The table above (from tables II and V of Angrist (Econometrica, 1998)) also shows regression estimates of the effect of voluntary service, controlling for the same covariates used in the matching estimates. These are estimates of $\alpha_r$ in the equation \[ Y_i = \sum{X}d_{iX}\beta_X + a_r D_i + \epsilon_i \] where $\beta X$ is a regression-effect for $X_i = X$ and $\alpha_r$ is the regression parameter. This corresponds to a saturated model for discrete $X_i$. The regression estimates are larger than (and significantly different from) the matching estimates. But the regression and matching estimates are not very different economically, both pointing to a small earnings loss for White veterans and a modest gain for non-whites.

Matching in Stata

psmatch2.ado: implements full Mahalanobis matching and a variety of propensity score matching methods to adjust for pre-treatment observable differences between a group of treated and a group of untreated. Treatment status is identified by depvar==1 for the treated and depvar==0 for the untreated observations.
pscore.ado: estimates the propensity score ($P(X)$) of the treatment on varlist (the control variables) using a probit (or logit) model and stratifies individuals in blocks according to the pscore; displays summary statistics of the pscore and of the stratification; checks that the balancing property is satisfied; if not satisfied asks for a less parsimonious specification of the pscore; saves the estimated pscore and (optionally) the block number. The estimated propensity scores can then be used together with attr, attk, attnw, attnd, and atts to obtain estimates of the average treatment effect on the treated using, respectively, radius matching, kernel matching, nearest-neighbor matching (in one of the two versions: equal weights and random draw), and stratification, the latter using the block numbers as an input.
nnmatch.ado: estimates the average treatment effect on depvar by comparing outcomes between treated and control observations (as defined by treatvar), using nearest neighbor matching across the variables defined in $varlist\_nnmatch$. nnmatch can estimate the treatment effect for the treated observations, the controls, or the sample as a whole. The program pairs observations to the closest m matches in the opposite treatment group to provide an estimate of the counter-factual treatment outcome. The program allows for matching over a multi-dimensional set of variables ($varlist\_nnmatch$), giving options for the weighting matrix to be used in determining the optimal matches. It also allows exact matching (or as close as possible) on a subset of variables. In addition, the program allows for bias correction of the treatment effect and estimation of either the sample or population variance, with or without assuming a constant treatment effect (homoskedasticity). Finally it allows observations to be used as a match more than once, thus making the order of matching irrelevant. See Abadie, Drukker, Herr, and Imbens (Stata Journal 2004) for further detail.

Econometrics

After completing the matching process, we could use any kind of multivariate analysis on the matched data that we originally would have wanted to perform on the unmatched data. As usual, we use a dichotomous variable indicating treatment versus control in these models.

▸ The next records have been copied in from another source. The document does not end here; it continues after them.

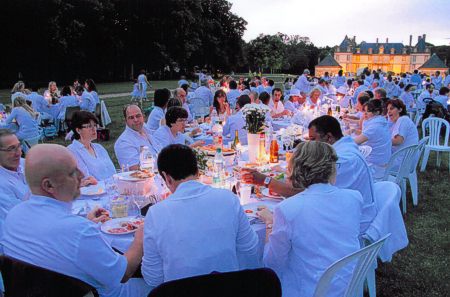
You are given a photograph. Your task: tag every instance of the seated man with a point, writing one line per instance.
(128, 145)
(43, 232)
(236, 121)
(352, 170)
(154, 119)
(196, 230)
(13, 186)
(172, 131)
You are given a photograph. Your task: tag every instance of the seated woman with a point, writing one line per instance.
(307, 232)
(375, 133)
(92, 158)
(403, 130)
(220, 105)
(25, 118)
(172, 131)
(52, 93)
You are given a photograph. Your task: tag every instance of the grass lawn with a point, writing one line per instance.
(422, 269)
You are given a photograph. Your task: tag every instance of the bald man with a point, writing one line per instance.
(181, 95)
(42, 230)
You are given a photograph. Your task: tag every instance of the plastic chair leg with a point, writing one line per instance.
(413, 184)
(426, 155)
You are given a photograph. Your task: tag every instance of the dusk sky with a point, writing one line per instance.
(326, 22)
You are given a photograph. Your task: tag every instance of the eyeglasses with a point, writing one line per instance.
(13, 148)
(90, 126)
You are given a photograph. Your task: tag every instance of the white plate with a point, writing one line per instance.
(266, 193)
(93, 190)
(116, 223)
(251, 208)
(127, 176)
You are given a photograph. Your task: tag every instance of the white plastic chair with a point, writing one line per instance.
(399, 169)
(365, 257)
(434, 126)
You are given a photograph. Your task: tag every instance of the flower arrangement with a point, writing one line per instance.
(254, 116)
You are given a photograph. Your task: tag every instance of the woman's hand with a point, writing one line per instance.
(90, 180)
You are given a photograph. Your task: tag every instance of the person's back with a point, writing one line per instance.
(320, 235)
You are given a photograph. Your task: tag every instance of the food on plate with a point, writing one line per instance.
(142, 174)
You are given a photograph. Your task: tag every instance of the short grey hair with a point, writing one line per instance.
(313, 162)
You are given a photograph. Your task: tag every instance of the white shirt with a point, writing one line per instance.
(42, 231)
(353, 173)
(379, 139)
(164, 137)
(13, 189)
(309, 234)
(99, 166)
(197, 230)
(233, 123)
(128, 146)
(155, 118)
(407, 129)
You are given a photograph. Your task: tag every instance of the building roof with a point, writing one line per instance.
(328, 61)
(364, 47)
(434, 62)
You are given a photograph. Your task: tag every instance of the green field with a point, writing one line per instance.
(422, 269)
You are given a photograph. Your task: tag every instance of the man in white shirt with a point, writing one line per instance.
(204, 93)
(181, 95)
(13, 186)
(196, 230)
(278, 110)
(43, 231)
(128, 145)
(160, 101)
(236, 121)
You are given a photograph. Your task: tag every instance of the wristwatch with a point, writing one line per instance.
(267, 181)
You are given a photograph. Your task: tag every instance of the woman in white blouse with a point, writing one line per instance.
(311, 230)
(92, 158)
(375, 133)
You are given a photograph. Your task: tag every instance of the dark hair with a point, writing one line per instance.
(161, 97)
(178, 161)
(217, 94)
(66, 91)
(80, 118)
(327, 124)
(375, 106)
(277, 90)
(233, 85)
(264, 97)
(444, 91)
(243, 100)
(91, 85)
(174, 113)
(398, 103)
(363, 99)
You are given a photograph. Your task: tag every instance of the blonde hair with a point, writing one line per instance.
(22, 102)
(313, 162)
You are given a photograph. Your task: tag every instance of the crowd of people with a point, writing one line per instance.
(199, 229)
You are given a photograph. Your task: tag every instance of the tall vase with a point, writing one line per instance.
(253, 147)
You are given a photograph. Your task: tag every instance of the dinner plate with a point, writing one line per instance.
(117, 224)
(266, 193)
(127, 176)
(251, 208)
(92, 190)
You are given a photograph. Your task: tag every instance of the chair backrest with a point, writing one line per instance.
(261, 282)
(24, 279)
(364, 257)
(401, 169)
(435, 126)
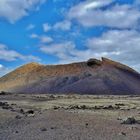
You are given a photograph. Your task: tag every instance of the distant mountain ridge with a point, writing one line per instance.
(90, 77)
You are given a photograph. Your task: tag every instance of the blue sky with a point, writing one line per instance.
(65, 31)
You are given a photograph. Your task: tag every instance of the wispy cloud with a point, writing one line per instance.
(46, 27)
(42, 38)
(13, 10)
(90, 13)
(12, 55)
(30, 27)
(64, 25)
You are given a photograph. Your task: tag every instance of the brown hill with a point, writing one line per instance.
(91, 77)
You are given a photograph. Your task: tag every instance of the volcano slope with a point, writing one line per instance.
(90, 77)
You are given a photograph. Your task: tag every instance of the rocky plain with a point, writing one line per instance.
(69, 117)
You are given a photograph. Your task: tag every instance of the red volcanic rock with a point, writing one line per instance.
(91, 77)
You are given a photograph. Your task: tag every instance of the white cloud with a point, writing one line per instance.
(3, 70)
(89, 13)
(64, 25)
(119, 45)
(13, 10)
(42, 38)
(30, 27)
(124, 43)
(11, 55)
(46, 27)
(33, 36)
(46, 39)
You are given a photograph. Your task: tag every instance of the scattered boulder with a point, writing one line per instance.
(18, 117)
(5, 105)
(92, 62)
(30, 112)
(43, 129)
(122, 134)
(129, 120)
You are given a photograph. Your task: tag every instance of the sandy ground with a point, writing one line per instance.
(71, 117)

We could use:

multiple regression
generalized linear model
survival analysis
difference-in-differences by regression
nonparametric regression methods (Gaussian kernel, Epanechnikov kernel, and local linear regression methods, etc.)

Summary

Matching is a useful tool.
Matching avoids the linearity assumption inherent in just running regressions.
Matching highlights the common-support problem in a way that running regressions does not.
Matching requires that you observe all of the variables that affect both participation and outcomes.
Matching is not a magic bullet.
It is useful to examine the sensitivity of matching estimates to the details of the matching procedure, and to think about these details before beginning.
Variants of matching, such as difference-in-differences matching, may work in contexts where cross-sectional matching would not.

Literature

Consider reading Angrist’s “Estimating the labor market impact of voluntary military service using Social Security data on military applicants,” (Econometrica, 1998).